Le 5 mai dernier, Peer Strienbrück, ministre allemand des finances a déclaré devant les médias européens, à l’issue de la rencontre des ministres des finances de l’Europe (ECOFIN) qu’il comptait invité Ouagadougou tout comme le Luxembourg, l’Autriche, le Lichtenstein et la Suisse a une réunion de suivi sur l’évasion fiscal en juin à Berlin. Il soutenu que ces pays européens pratiquaient une forme de secret bancaire et qu’il était au même niveau de transparence fiscal que le Burkina Faso et qu’à ce titre, il comptait les inviter à la conférence sur la lutte contre les paradis fiscaux
Les autorités Burkinabè n’ont pas digéré l’allusion ou plutôt la comparaison estimant être blanc comme neige.

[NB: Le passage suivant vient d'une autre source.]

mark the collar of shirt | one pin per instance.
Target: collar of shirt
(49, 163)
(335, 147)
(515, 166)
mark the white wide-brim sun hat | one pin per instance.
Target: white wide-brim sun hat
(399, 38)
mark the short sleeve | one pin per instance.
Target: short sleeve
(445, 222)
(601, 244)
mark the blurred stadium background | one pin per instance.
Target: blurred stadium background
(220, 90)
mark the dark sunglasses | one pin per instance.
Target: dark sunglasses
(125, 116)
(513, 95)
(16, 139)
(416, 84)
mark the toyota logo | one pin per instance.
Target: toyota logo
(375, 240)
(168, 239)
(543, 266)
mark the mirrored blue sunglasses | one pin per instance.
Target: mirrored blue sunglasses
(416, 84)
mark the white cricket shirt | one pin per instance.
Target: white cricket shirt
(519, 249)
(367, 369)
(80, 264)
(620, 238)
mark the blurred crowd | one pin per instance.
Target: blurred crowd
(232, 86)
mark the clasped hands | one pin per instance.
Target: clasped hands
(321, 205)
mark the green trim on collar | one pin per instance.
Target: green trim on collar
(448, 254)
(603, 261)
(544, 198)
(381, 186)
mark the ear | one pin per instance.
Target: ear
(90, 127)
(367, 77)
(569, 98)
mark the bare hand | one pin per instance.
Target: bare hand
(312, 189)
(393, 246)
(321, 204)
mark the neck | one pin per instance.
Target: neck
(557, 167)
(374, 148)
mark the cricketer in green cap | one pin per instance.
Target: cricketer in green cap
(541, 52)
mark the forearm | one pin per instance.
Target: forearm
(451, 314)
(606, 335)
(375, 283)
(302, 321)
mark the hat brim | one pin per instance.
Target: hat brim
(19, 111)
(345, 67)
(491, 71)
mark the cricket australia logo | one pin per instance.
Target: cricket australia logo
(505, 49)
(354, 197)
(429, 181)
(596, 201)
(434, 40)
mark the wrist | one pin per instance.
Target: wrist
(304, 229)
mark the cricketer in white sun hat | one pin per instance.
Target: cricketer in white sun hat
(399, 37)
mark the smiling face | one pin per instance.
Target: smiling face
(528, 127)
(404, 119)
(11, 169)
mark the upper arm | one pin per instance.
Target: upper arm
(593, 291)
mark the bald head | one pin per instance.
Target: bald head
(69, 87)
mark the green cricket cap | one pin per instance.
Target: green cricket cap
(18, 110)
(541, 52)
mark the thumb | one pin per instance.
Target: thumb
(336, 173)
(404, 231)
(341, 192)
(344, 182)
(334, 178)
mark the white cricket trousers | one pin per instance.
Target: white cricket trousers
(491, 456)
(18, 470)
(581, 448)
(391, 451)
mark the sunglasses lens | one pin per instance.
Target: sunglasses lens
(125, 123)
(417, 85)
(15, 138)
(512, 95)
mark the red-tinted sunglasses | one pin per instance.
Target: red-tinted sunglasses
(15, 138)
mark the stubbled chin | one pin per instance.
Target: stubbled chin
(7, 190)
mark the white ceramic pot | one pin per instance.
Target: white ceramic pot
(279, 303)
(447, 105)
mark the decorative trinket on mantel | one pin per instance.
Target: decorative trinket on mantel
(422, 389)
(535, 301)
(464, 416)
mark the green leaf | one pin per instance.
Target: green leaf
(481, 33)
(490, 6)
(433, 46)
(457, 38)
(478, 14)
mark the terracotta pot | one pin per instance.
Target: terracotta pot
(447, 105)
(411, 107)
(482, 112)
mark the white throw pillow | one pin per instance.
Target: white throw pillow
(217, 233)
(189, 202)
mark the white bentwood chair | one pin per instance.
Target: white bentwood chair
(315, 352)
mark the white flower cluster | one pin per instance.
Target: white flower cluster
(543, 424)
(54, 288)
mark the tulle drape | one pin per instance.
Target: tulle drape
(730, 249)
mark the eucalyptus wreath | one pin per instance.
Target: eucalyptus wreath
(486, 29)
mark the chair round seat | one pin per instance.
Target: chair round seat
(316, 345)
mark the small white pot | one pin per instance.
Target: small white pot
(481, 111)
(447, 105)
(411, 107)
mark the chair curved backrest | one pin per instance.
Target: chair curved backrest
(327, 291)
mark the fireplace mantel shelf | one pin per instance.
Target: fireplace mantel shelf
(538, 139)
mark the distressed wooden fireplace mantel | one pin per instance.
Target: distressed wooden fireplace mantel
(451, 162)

Immédiatement, le 7 mai, le ministre des affaires étrangères et de la coopération régionale, Alain B. Yoda et le ministre des Finances et du Budget, Lucien Marie Noël Bembamba ont rencontré la chargée d’affaires de la république fédérale d’Allemagne au Burkina, à qui ils ont remis une lettre officielle de protestation. Il s’agit précisément « une note verbale de protestation du gouvernement burkinabè contre les propos déplacés du Ministre allemand des Finances, qui a cité le Burkina Faso comme un paradis fiscal à l’instar de certains pays européens comme le Luxembourg, l’Autriche et la Suisse ».
Le Burkina a jugé les propos du ministre allemand « désobligeants » selon les termes du communique publié pour la première fois sur le site du gouvernement le 8 juin dernier. Le communiqué précise : « que si le Burkina Faso était un paradis fiscal, il ne vivrait pas dans les conditions actuelles de pauvreté et de sous développement. ».

Les autorités burkinabè se sont d’ailleurs dit surprise par cette comparaison d’autant que leur classement auprès « Transparency international Search Transparency international » s’est amélioré en, 2008. Le Burkina a considéré que c’était une grande méconnaissance du système bancaire ouest africain régenter par la BCEAO Search BCEAO que de le traiter de paradis fiscal.

Les autorités allemandes ont réagi en exprimant leurs regrets et » déploré les malentendus survenus ». Selon la note verbale reçue en réponse par le Burkina, l’Allemagne déclare que ce n’était pas dans ses intentions de nuire au prestige du Burkina et que l’exemple de son ministre des finances était particulièrement ma choisi. L’incident selon les services de communication du Ministère des affaires étrangères est clos depuis.

Le ministre allemand n’est cependant pas à ses premières frasques verbales. Dans sa campagne contre les paradis fiscaux, il s’est mis à dos la Suisse et l’Autriche.